Back to the nurse on the phone. The results of the amniocentesis were in.
My baby boy was COMPLETELY HEALTHY.
NO DOWN SYNDROME.
NO NEURAL TUBE DEFECTS.
NOTHING WRONG AT ALL.
The tears streamed down my face as I shouted out THANK YOU, GOD!!! THANK YOU!!!
Now, the rest of the story…
That baby boy is now 8 years old. His name is Declan. And the day I got the call with the 24 hour results I was standing in the pre-op room with my severely disabled son Brendan Bjorn who was about to undergo major surgery on his hips. The nurses outside the room came in when they heard me shout out. They saw me cry and asked what happened. I told them and they hugged me.

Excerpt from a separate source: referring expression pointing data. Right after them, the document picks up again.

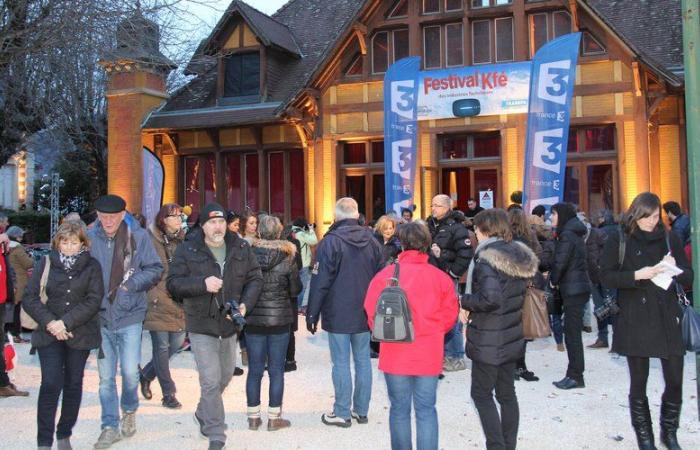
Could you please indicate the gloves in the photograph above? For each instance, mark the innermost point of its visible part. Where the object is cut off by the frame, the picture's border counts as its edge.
(311, 326)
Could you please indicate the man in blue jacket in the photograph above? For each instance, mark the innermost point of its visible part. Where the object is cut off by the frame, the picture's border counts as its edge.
(347, 259)
(130, 267)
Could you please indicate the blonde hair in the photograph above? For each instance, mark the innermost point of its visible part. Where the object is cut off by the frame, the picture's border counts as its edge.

And despite a very difficult pregnancy with gestational diabetes, preeclampsia and an urgent C-section at 37 weeks, Declan was born healthy, vibrant, and a miracle like no other to me.
So, why am I writing about this now? What does this have to do with my other son Brendan Bjorn and my writing that is centered on the journey with a child who has a life-limiting illness?

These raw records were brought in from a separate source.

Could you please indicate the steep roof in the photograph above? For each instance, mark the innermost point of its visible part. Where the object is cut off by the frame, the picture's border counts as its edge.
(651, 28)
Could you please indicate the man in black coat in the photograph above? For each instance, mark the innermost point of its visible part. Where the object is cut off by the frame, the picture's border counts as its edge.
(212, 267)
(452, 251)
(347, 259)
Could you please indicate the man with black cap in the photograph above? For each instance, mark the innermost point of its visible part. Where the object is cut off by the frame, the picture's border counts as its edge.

There has been a lot of discussion lately in the news, both in Ireland and around the world, about children with disabilities being abused, and unborn babies testing positive for medical complications, and should people have to right to terminate or not. I’m not here to make that decision for anyone.
What I am here to say is this: A disabled child’s life is of equal value and importance as that of a healthy child. Full stop. No doubt. Equal.
Yesterday, I had a very thought-provoking conversation with a friend of mine who is also a special needs parent. We were discussing this very subject – how the life of a disabled child is of equal value and importance as that of a healthy child. Our conversation came around to our own special needs community and how even parents on this journey can undervalue the lives of disabled children by thinking that there is something understandable when a parent takes the life of their disabled child. They were exhausted, burnt out, they weren’t getting enough support, etc. I ask, does the child having been disabled make it any less of a tragedy that a child’s life has ended? Do we have a softer spot in our heart for that exhausted special needs parent as compared to a well-rested parent that ends the life of their healthy child? It’s a question that we don’t dare ask in our special community. We can’t face the answer. Or can we?